PE firms are also shifting their focus from the pre-crisis rage of buyout and pre-IPO funds to more growth and infrastructure investments tied to MENA’s changing economic and demographic dynamics. About two-thirds of PE firms participating in a survey conducted by Booz and INSEAD in April said their limited partners wanted more funds taking advantage of macroeconomic trends by employing "theme-based" investing. "We are likely to see more transactions that are long term and tied to specific growth themes: A growing, wealthy young population, development of hard and soft infrastructure, and so on,’ according to Booz’s Youssef.

Indeed, the region’s expanding younger generation, growing number of private-public partnerships, succession issues with family businesses and heavy government spending on health care, education and infrastructure will sculpt a different PE industry with an eye on transactions related to consumption versus investment, experts say. Saudi jewelry maker L’azurde is a case in point. Set up in 1980, it sold a 70% stake in 2009 for US$275 million to a consortium that included The National Investor, Saudi Arabia’s Eastgate Capital Group and Bahrain-based Investcorp, the former owner of Gucci and Tiffany.
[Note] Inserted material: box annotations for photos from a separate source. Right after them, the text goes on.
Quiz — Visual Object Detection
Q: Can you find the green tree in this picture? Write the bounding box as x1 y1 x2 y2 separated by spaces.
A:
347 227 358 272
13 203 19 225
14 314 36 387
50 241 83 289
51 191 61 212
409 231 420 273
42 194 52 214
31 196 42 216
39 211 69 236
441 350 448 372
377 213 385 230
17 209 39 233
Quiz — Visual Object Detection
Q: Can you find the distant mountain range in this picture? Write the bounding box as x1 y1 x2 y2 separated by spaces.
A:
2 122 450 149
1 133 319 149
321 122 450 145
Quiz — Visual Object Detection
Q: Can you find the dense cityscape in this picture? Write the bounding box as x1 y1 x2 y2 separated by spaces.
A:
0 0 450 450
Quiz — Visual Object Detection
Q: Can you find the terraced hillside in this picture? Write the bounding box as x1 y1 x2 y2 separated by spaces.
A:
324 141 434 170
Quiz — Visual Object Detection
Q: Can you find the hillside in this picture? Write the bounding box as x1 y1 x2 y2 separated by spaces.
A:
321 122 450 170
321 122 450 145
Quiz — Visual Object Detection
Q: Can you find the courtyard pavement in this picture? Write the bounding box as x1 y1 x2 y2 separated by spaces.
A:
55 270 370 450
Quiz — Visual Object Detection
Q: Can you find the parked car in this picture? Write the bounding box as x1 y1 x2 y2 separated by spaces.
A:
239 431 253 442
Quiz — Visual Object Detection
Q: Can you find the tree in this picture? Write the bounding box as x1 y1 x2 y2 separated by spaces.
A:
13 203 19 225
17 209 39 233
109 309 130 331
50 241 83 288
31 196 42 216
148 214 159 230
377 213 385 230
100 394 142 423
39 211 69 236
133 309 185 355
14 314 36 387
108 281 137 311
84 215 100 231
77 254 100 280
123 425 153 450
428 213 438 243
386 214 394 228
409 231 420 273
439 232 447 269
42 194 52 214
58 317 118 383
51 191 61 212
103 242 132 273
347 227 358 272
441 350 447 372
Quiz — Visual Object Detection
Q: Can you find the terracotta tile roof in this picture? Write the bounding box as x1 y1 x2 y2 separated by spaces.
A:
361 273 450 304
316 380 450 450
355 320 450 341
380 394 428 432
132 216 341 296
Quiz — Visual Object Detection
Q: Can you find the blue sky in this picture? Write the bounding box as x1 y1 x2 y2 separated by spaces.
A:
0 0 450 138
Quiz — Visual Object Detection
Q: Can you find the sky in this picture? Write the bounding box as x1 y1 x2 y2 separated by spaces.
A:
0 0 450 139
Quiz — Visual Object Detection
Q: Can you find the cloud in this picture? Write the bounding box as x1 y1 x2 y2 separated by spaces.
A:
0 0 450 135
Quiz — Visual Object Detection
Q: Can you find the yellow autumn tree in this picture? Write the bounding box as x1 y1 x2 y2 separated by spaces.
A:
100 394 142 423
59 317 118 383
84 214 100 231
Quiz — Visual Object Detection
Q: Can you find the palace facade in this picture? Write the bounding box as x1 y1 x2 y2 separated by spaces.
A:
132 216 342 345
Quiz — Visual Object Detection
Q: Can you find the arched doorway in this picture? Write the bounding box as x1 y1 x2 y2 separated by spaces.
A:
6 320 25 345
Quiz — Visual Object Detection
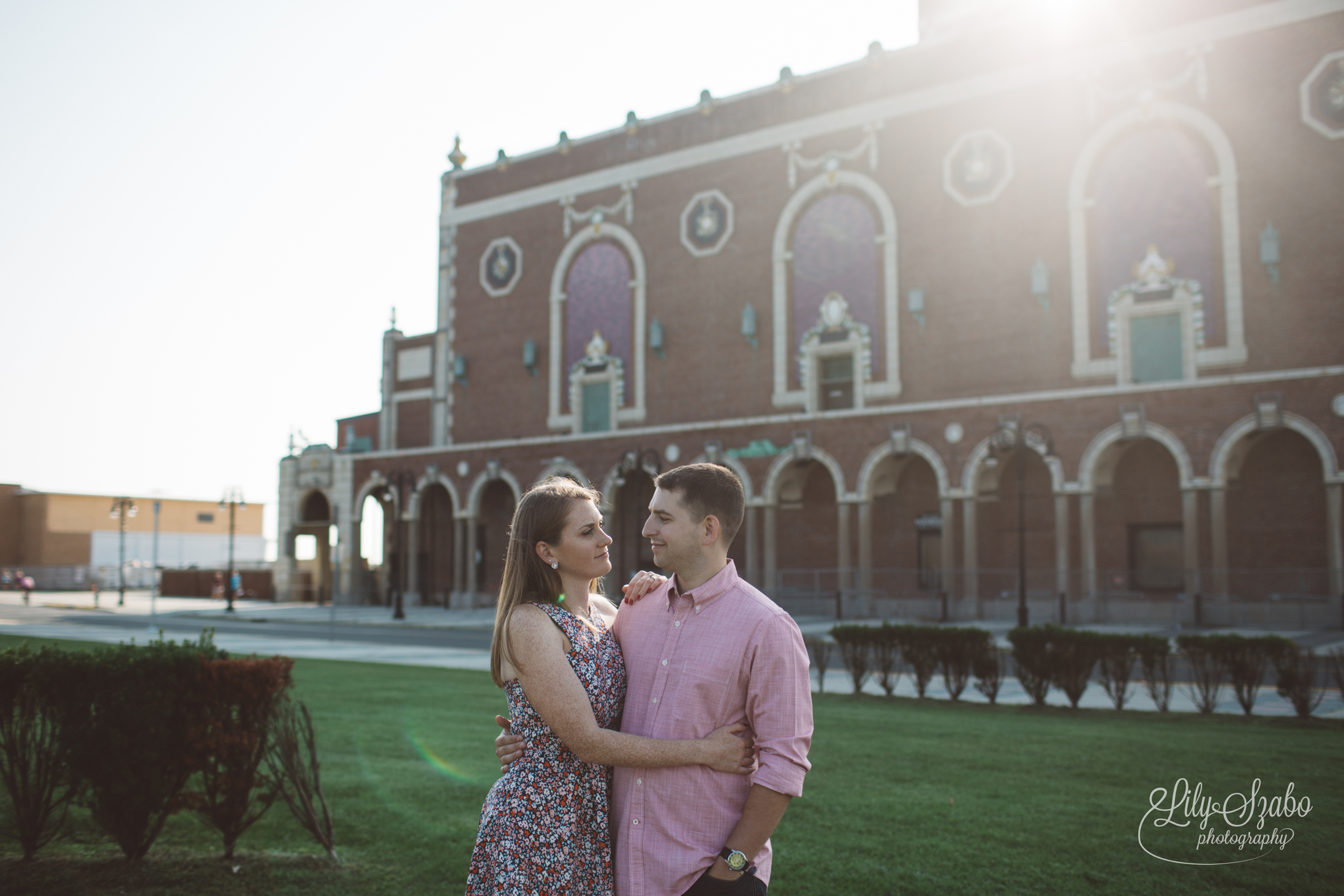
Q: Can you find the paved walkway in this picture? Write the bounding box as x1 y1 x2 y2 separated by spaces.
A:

The sale, which was the biggest announced PE transaction in MENA in 2009, according to the GVCA, signified PE interest in the consumer sector and the growing trend of a family selling a business. Family businesses, the main source of deals in the region, are expected to change tack as they grapple with succession issues, in addition to the weaker and pricier appetite among banks to carry on with ‘name lending’ — that is, a tradition in the region of using the power of personal connections to secure case. ‘Before the crisis, networks and connections used to open doors and get you transactions," Booz’s Youssef notes. "Now they just open doors."